Голова Ланы неестественно откидывается назад, и женщина, нагая и мелко дрожащая, медленно ведёт подушечкой указательного пальца по глубокому рубцу на плече, оставленному ножом, спускается ниже и чувствует пунктир из незаживающих отметин от раскалённых спиц, доходит до области ниже пупка и замирает.

Жуткий взгляд купчихи резко становится каким-то испуганным и беззащитным, точно у загнанного в угол зверька или потерявшегося ребёнка, и она, ища сейчас не понимания или прощения, но хоть какой-то крупицы сочувствия, садится на полок и стыдливо разводит израненные ляжки, обнажая самую сокровенную, самую интимную часть собственного тела.

Ольгу словно ударяют по затылку чем-то тяжёлым. К горлу подступает тошнота, голова кружится нитью на веретене, а сорочка будто душит и сжимает всё тело. Глаза щиплет и жжёт от слёз, но княгиня не может отвести взгляда от увиденного, как бы не хотела.

Вся женская плоть, всё естество Ланы неописуемо изорудовано и черно, так, будто бы это место было скотом и владелец оставил там клеймо, не щадя ни пяди нежного пространства между бёдер.

От вида искалеченной женщины и похожих на встревоженный муравейник мыслей воздух из лёгких словно вышибывает, и Ольге становится больно, больно до невозможности дышать.

— Такому поступку… — голос княгини ломается и дрожит от напряжения. — Нет оправдания и прощения…

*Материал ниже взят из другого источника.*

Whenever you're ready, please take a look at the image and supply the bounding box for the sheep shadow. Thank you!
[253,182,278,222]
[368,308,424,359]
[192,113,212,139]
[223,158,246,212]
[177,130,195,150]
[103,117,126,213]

— Супруг взял меня в жёны лишь как часть очередной выгодной сделки, — Лана опускает взгляд на покрытые шрамами колени и стыдливо прижимает к телу стан, прикрывая им срамные части. — У него было целое состояние, у меня — имя славных предков, но ничего за пазухой, кроме своего рода. История старая как мир, история не только моя, но и сотен других людей. Если бы… не одно но.

— Продолжай, — осторожно и несмело Ольга дотрагивается кончиками пальцев до длани собеседницы, и та вздрагивает от неожиданности.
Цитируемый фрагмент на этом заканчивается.